第4回研究会 メディアで仕事をするということ

講師:戸田覚(作家・編プロ経営者・経営コンサルタント)
日時:2008年7月1日(火)18:00〜19:30
場所:明治大学リバティータワー9階 1098教室
参加:戸田(講師)、江下(担当教員)、学生(江下ゼミ16名)

1 マスコミ業界とプロ
・マスコミは生き残るのが非常に厳しい業界。一発ヒットを出す者はいくらでもいるが、長期にわたって生き残れるのは本当のプロだけ。
・読者に読んでもらうというのは、読者の時間をもらうこと。プロは時間をドブに捨てる・捨てさせるようなことを決してしない。
・自分のやりたいことができる仕事など存在しない。やりたいとおもうことは、趣味でも十分に高いレベルでおこなえる。プロの物書きは書きたいものなど書かない。読者が読みたいと思うものを書くのがプロというもの。
・創造そのものに楽しさなどない。仕事自体を楽しいと思うプロはいない。しかし、お金や時間を費やしてまで読んでくれた人から感謝してもらえるのは、この業界でしか味わえない喜びだ。

2 自分というブランド
・自分の独自性を出そうと思って仕事をすることなどない。マスコミとは読者のために仕事をするものであって、そこに個性など必要ない。しかし、ひたすら読者のために尽くしていけば、結果としてアイデンティティやブランドらしきものができあがるもの。
・作る側がリスクを負って死力を尽くさないかぎり、高いレベルに到達することなどできない。才能の違いなどたかが知れている。プロとは、才能ではなく努力で勝負するものだ。
・読者の読みたいものを見つけるには、読者の気持ちになって考えることが必要。逆に、読者の気持ちになれないものを書くことはできない。そういうことができる分野を見つけるのが重要。

3 その他
・インターネットの登場により、プロは自分で発信できる媒体を獲得した。その結果、プロをうまく利用してきたマスメディアの必要性が薄れる。現に広告の多くがプロ個人のブログなどに移行している。

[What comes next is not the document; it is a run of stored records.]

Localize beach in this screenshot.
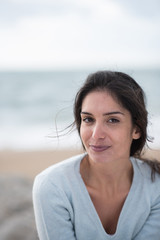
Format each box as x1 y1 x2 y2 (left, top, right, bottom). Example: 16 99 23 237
0 149 160 240
0 149 160 179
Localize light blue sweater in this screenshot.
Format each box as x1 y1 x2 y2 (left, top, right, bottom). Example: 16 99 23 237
33 155 160 240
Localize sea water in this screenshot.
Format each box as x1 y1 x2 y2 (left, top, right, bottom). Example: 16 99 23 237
0 69 160 150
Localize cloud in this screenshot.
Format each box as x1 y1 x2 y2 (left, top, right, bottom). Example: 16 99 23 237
0 0 160 69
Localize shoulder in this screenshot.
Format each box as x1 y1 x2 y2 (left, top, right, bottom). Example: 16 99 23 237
33 154 84 195
131 158 160 198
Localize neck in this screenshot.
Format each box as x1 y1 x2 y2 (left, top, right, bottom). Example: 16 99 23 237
80 156 133 195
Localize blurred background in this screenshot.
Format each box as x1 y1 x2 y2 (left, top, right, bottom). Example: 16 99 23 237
0 0 160 240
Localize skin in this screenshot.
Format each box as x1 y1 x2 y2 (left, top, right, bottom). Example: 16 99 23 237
80 91 140 234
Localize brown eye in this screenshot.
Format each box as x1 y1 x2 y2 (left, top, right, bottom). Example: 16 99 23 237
108 118 120 123
83 117 94 123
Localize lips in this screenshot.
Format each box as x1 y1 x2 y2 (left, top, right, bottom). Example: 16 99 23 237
90 144 110 152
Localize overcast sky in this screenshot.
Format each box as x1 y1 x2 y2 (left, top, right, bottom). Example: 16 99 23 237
0 0 160 70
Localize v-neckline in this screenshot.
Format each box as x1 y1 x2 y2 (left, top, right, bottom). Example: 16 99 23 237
78 158 136 239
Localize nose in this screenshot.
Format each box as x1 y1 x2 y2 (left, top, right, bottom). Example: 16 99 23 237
92 123 106 140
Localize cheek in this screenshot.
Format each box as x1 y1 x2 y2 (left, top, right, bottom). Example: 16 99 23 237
80 125 91 143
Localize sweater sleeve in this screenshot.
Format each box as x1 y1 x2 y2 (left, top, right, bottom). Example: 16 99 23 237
134 196 160 240
33 176 76 240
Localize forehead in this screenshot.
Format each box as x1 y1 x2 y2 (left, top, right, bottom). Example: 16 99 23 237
82 90 124 109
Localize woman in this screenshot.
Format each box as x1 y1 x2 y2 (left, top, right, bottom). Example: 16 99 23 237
33 71 160 240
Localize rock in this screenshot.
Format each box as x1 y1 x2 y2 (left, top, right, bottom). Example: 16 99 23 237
0 175 38 240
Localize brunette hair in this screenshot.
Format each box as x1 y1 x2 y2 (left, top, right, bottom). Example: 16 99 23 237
74 71 160 178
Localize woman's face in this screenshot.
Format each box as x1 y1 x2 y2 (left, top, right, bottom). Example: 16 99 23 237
80 91 140 162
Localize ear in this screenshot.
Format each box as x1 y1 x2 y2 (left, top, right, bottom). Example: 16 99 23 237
132 126 141 140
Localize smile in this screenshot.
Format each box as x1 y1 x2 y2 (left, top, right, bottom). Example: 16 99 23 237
89 145 110 152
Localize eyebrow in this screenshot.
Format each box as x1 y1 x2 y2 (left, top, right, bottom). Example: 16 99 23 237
81 111 124 116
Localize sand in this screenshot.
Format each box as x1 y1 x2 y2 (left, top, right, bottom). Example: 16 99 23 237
0 149 160 179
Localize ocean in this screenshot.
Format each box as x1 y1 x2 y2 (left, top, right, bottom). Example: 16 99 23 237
0 69 160 150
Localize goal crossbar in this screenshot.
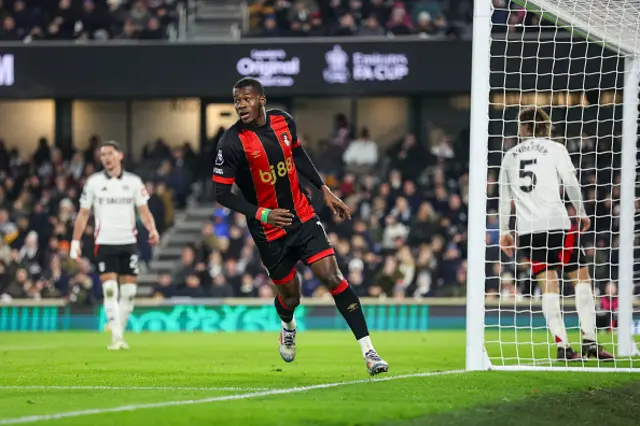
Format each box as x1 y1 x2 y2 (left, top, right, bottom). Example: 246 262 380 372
514 0 640 55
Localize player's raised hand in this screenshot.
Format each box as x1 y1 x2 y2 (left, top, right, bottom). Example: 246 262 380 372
322 186 351 219
267 209 293 228
500 234 516 257
69 240 82 260
576 216 591 232
149 229 160 246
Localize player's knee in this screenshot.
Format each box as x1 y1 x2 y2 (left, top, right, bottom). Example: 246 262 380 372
323 272 344 291
281 294 300 309
102 280 118 299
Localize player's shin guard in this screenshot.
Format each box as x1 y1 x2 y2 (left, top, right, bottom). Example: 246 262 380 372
331 280 369 341
102 280 122 341
542 293 569 348
120 283 138 334
576 282 596 342
273 294 296 330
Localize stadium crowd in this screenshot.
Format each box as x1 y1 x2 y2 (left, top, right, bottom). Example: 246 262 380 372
0 136 195 305
0 115 632 310
0 0 178 42
246 0 545 38
155 115 619 301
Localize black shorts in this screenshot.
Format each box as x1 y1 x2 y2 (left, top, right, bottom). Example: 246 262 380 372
518 227 587 275
256 216 335 285
95 244 139 275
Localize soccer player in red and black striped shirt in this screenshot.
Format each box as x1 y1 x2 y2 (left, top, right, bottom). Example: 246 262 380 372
213 78 389 375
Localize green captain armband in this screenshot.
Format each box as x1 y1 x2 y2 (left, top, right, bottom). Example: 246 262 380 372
256 208 271 223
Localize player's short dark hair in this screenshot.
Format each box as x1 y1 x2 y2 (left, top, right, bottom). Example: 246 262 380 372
100 141 122 152
233 77 264 96
518 107 553 138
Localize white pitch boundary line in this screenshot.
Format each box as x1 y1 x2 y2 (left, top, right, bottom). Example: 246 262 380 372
0 385 272 391
0 370 465 425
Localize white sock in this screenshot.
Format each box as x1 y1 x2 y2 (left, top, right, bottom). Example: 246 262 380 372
542 293 569 348
576 282 596 342
120 284 138 334
358 336 375 356
102 280 122 340
281 317 296 331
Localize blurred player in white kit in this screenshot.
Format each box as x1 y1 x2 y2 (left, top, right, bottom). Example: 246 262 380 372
70 141 160 350
499 108 613 361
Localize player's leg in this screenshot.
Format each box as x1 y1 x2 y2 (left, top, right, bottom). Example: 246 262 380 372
119 275 138 346
256 235 300 362
567 262 613 360
536 270 580 360
118 244 140 342
293 217 389 375
270 272 300 362
95 246 122 349
309 254 389 375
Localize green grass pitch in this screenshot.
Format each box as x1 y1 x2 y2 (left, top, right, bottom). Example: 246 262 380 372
0 331 640 426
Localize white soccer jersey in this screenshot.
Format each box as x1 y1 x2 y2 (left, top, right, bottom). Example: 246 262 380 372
80 172 149 245
499 138 585 234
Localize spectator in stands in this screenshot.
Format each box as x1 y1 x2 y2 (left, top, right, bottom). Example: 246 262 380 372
358 15 385 36
387 3 413 36
332 13 358 36
342 127 378 173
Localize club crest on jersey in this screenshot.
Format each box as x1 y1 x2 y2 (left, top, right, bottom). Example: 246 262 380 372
280 132 291 146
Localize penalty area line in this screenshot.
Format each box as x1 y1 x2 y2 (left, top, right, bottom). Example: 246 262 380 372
0 385 271 392
0 370 465 425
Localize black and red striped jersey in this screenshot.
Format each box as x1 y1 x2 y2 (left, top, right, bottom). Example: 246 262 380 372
213 110 322 241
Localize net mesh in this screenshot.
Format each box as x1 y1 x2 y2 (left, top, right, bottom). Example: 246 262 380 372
485 0 640 367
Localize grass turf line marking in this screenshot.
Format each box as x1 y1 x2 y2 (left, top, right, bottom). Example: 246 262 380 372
0 370 465 425
0 385 271 392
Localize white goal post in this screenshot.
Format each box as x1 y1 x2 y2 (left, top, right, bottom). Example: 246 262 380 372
466 0 640 372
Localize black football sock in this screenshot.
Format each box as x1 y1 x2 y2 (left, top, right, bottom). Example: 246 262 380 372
331 280 369 340
274 294 293 323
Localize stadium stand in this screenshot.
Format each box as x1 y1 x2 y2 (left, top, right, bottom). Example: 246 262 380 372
0 136 190 305
0 0 178 42
247 0 476 38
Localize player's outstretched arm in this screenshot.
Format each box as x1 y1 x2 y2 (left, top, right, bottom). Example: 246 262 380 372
291 140 324 189
69 177 95 259
498 155 515 256
135 179 160 246
557 144 591 231
215 182 293 228
138 204 160 246
69 207 91 259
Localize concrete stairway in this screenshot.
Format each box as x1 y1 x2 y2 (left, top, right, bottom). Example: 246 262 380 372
138 205 213 297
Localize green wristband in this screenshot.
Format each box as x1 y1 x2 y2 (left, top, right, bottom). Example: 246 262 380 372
260 209 271 223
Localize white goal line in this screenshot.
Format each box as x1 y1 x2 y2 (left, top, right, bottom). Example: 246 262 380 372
0 385 272 392
0 370 466 425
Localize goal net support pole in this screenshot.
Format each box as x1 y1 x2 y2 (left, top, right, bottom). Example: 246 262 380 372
466 0 492 370
466 0 640 372
617 54 640 357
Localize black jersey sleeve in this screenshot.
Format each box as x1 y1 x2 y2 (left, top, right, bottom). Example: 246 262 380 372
213 129 258 218
213 127 242 185
283 113 324 189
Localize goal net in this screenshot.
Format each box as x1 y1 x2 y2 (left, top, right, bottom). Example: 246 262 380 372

それゆえ今後のマスコミ業界は非常に厳しい。
・マンガが好き・小説が好きということがマンガや小説の業界に就職するのに有利かというと、他の誰よりも好きだという事実を客観的に示すとことができれば、ある程度アピールできるかもしれない。しかし、好きかどうかよりも、マーケティング能力があることを示す方が、ビジネスとしてはより重要のはず。
・就職するというのは会社の歯車になるということ。自己実現がどうのとか自分のやりたいことがこうだというよりも、会社の歯車になって死力を尽くすとアピールする方が、採用側は採りやすい。